The Duchess (Montgomery/Taggert 16)
“And you can profit from the sheep.”
“Now you sound like Claire.”
“What does that mean?” Eugenia snapped. “Are you saying that I am like your interfering little American?”
“No, of course not. I merely meant that Claire talks constantly about ways to make money. She wants to cut down trees; she wants to plant fields with corn; she wants to sell bramble jelly. I don’t know what else. It makes my head swim just listening to her.”
“She means to run this place,” Eugenia said softly. “She means to have me out of here.”
“I haven’t heard her say any such thing. I don’t see why my mother and my wife couldn’t work together. If you both want to make this place pay then why not work together?”
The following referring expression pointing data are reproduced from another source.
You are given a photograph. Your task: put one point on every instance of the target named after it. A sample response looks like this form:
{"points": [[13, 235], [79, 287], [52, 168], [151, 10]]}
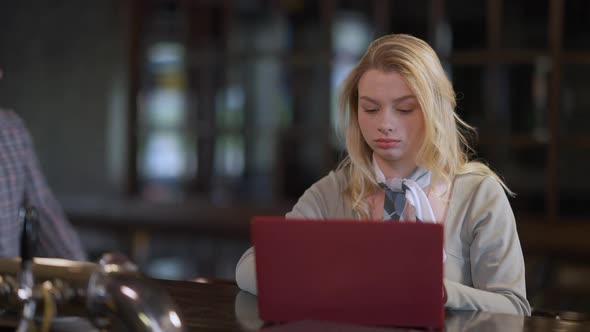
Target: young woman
{"points": [[408, 160]]}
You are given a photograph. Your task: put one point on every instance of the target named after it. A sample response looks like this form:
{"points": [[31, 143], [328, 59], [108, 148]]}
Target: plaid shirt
{"points": [[21, 179]]}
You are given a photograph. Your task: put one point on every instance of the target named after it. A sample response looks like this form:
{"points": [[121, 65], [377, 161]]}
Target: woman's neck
{"points": [[395, 169]]}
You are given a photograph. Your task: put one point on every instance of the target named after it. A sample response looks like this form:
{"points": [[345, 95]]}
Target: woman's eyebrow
{"points": [[395, 101]]}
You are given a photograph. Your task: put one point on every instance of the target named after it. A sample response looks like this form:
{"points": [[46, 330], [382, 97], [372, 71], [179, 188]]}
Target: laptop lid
{"points": [[364, 272]]}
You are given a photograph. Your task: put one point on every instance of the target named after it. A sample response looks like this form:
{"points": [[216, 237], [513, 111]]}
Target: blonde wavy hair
{"points": [[445, 150]]}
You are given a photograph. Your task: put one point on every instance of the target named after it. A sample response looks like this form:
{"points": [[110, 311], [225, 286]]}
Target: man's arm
{"points": [[57, 238]]}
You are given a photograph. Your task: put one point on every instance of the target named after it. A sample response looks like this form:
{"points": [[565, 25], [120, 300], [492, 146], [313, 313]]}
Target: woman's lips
{"points": [[386, 143]]}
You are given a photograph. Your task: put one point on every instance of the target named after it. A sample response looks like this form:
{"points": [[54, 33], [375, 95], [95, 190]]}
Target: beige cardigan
{"points": [[484, 269]]}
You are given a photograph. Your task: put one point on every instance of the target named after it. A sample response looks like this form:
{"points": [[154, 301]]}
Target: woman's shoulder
{"points": [[474, 180], [473, 186], [9, 119], [335, 181]]}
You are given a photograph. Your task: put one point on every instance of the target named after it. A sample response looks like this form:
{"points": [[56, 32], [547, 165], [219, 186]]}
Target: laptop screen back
{"points": [[378, 273]]}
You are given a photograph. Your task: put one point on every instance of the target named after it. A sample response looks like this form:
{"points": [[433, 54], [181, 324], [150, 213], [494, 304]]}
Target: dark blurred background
{"points": [[164, 125]]}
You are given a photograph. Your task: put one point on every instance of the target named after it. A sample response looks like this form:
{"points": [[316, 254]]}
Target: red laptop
{"points": [[362, 272]]}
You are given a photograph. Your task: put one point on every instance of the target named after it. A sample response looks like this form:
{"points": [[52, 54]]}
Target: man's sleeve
{"points": [[57, 238]]}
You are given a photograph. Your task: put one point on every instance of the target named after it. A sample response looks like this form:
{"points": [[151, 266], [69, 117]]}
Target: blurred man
{"points": [[21, 181]]}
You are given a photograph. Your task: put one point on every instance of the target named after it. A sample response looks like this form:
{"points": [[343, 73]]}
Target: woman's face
{"points": [[390, 120]]}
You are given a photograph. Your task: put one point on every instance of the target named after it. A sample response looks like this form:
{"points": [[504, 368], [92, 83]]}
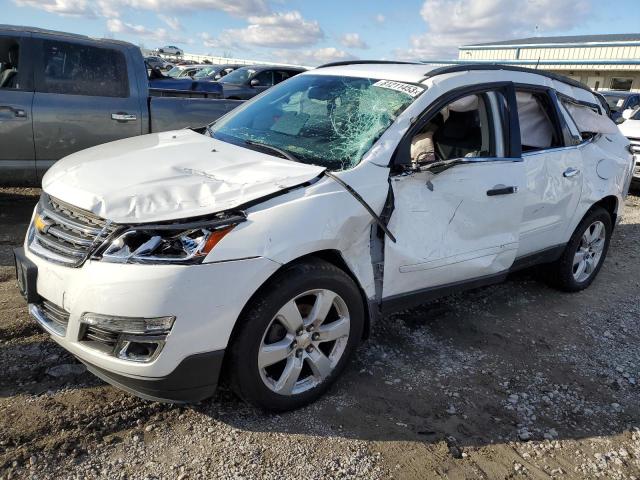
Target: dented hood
{"points": [[169, 176]]}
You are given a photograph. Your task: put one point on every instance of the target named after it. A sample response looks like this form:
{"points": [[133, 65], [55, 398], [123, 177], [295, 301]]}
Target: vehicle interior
{"points": [[9, 58], [461, 129]]}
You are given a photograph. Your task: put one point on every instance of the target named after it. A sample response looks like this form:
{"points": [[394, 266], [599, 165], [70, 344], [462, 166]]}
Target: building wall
{"points": [[595, 75]]}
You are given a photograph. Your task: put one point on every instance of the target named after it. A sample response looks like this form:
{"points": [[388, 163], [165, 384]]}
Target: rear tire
{"points": [[584, 254], [296, 336]]}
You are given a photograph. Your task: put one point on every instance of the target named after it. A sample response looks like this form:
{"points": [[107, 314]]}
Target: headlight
{"points": [[164, 244]]}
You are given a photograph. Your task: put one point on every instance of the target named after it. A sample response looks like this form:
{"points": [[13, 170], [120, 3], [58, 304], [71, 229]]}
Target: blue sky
{"points": [[312, 32]]}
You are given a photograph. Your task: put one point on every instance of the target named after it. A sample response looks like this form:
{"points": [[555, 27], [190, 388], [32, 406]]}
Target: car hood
{"points": [[169, 176]]}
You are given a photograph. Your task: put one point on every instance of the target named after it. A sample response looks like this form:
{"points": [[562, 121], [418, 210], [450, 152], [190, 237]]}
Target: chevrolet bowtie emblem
{"points": [[41, 224]]}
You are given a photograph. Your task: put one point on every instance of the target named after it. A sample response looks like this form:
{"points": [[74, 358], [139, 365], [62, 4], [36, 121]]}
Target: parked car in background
{"points": [[630, 128], [61, 93], [215, 72], [272, 241], [171, 50], [247, 82], [158, 62], [619, 101], [182, 71], [181, 86]]}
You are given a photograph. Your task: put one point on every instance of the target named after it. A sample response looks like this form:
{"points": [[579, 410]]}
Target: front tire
{"points": [[584, 254], [296, 337]]}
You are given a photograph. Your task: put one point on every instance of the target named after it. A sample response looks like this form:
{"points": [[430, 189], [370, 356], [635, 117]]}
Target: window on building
{"points": [[620, 83]]}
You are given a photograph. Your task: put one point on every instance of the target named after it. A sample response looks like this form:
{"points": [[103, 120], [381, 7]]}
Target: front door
{"points": [[17, 158], [83, 98], [460, 225]]}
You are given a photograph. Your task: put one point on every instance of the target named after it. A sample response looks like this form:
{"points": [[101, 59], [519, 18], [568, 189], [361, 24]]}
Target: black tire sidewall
{"points": [[293, 281], [564, 271]]}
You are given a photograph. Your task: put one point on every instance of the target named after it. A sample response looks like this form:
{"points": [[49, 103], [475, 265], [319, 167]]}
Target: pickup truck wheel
{"points": [[584, 254], [296, 337]]}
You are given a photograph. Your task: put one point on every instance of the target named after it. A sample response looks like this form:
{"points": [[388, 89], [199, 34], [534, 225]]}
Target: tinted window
{"points": [[265, 78], [10, 54], [82, 70], [633, 102], [460, 129]]}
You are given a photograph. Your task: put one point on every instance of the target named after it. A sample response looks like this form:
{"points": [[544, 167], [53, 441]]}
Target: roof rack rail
{"points": [[497, 66], [364, 62]]}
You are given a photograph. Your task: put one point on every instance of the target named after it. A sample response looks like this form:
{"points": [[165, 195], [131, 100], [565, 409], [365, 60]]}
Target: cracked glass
{"points": [[324, 120]]}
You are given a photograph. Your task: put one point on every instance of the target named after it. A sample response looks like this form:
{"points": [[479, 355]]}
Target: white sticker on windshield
{"points": [[411, 90]]}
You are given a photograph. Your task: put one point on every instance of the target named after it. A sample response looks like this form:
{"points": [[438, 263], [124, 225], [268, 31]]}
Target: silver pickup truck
{"points": [[60, 93]]}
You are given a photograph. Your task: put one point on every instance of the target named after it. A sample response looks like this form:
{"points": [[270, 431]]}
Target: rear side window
{"points": [[539, 124], [74, 69], [12, 75]]}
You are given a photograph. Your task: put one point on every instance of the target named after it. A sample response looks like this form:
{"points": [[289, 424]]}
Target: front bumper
{"points": [[194, 379], [206, 300]]}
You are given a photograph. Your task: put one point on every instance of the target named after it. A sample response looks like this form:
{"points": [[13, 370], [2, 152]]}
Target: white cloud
{"points": [[312, 57], [239, 8], [112, 8], [61, 7], [452, 23], [279, 30], [353, 40], [172, 22], [115, 25]]}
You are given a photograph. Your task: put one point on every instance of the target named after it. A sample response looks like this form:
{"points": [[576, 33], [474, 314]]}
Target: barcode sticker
{"points": [[411, 90]]}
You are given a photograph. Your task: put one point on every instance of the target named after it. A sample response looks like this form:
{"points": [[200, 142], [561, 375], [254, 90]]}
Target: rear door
{"points": [[553, 164], [83, 98], [17, 158], [459, 226]]}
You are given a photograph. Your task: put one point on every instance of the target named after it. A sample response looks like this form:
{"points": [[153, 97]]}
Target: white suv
{"points": [[271, 240]]}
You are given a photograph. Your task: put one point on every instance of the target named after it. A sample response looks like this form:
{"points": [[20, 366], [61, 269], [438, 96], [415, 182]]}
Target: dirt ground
{"points": [[511, 381]]}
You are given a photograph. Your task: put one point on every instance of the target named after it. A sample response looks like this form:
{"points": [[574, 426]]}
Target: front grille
{"points": [[64, 233]]}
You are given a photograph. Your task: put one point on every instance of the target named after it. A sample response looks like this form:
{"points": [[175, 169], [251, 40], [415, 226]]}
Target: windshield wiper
{"points": [[281, 152]]}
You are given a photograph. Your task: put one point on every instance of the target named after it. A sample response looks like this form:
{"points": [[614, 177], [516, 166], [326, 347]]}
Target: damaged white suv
{"points": [[268, 242]]}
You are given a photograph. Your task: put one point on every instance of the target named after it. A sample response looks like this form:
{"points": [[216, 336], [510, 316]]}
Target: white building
{"points": [[600, 61]]}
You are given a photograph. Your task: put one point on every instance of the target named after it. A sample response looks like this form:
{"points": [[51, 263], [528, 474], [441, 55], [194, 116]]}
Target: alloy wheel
{"points": [[589, 252], [304, 342]]}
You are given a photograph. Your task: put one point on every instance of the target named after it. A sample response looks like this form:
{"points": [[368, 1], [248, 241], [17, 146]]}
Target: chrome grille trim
{"points": [[52, 318], [69, 235]]}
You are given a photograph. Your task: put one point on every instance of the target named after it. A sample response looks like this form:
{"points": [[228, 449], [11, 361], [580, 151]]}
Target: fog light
{"points": [[131, 325], [128, 338]]}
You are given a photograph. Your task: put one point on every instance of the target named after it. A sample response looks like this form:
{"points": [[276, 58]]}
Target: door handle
{"points": [[17, 112], [501, 190], [123, 117]]}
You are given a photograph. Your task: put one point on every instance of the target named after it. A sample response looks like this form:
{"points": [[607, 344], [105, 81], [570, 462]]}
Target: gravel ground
{"points": [[511, 381]]}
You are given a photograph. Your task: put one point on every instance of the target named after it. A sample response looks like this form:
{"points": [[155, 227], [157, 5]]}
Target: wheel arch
{"points": [[610, 204], [328, 255]]}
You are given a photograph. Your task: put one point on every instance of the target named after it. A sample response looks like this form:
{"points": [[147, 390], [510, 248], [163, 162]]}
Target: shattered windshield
{"points": [[323, 120]]}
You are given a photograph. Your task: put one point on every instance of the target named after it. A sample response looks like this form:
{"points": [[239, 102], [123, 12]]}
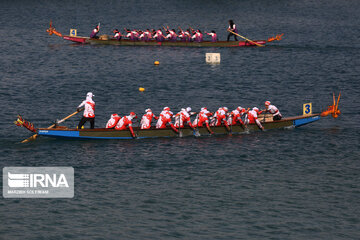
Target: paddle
{"points": [[246, 38], [33, 137]]}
Eugenia looked at her son for a long while, saw the way he was lounging in his chair, bored with the whole idea of work. Together! Eugenia thought. What Harry didn’t realize was that the two women were about to engage in a power struggle, and Eugenia meant to win.
Eugenia gave a loud moan and put her hand to her ankle. Her left foot was encased in a thick, built-up, black leather boot.
Harry came instantly alert. “Mother, are you in pain? Would you like to lie down?”
“No,” Eugenia said softly, weakly. “I’m not in pain, at least not more than usual, not more than I have suffered every day since you were born. It’s my heart that hurts me. When you marry you will no longer be my son.”
Harry sat on the floor at his mother’s side and put his head on her knee as he’d done a thousand times before. “What nonsense do you speak? I could never forget you.”
She stroked his fine, blond hair. “It’s traditional that when the son marries, the mother retires to the dower house. After you’re married, your pretty little wife will send me away to some cold place. I will no longer have my things about me, for they will be hers then. But, most of all, my darling, I won’t get to see you every day.”
“Of course you will. I shall ride to wherever you are every day of my life.”
“Harry, my dearest child, how sweet you are. But it will rain and it will snow, and then there will be things to keep you from seeing your poor old mother.”
“Mother, I promise that—”
“You won’t allow her to throw me out of my own house? The house where I’ve lived most of my life?”
“But Mother, Claire will be the duchess and she should—”
“I understand. But of course you will be the duke, and it’s such a small thing that I ask of you. Merely to stay in my own home.”
“Yes, of course it’s a small thing.” He squeezed his mother’s hand as she smoothed his hair behind his ear. “You may stay. I’m sure Claire won’t mind.”
Eugenia was quiet for a moment. “Do you love her so very much?”
“I do rather like her. Although…”
“Although what?”
“The last few days she has been different.”
Eugenia’s ears perked up and her caressing voice changed. “How is she different? What has changed her?”
It was on the tip of Harry’s tongue to say that Trevelyan had upset Claire, but he didn’t. It was one thing to tell a few white lies to the woman he was planning to marry, but it was another to tell his mother that her second son had come back from the dead. Sometimes Trevelyan made Harry angry, but he didn’t hate his brother, and that’s what he’d have to do in order to justify telling his mother that Trevelyan was not dead and was staying in the old part of the house.
“She has trouble adjusting to this way of life,” Harry said. “I gather that in America she had a very different sort of life.”
“Such as?”
“Busy. Very, very busy.” Harry took his mother’s hand and kissed it. “I think you’re going to love her. I think the two of you will become great friends. You will be the two women I love most in the world.”
Eugenia smiled at her son. “Send her to me for tea tomorrow afternoon.”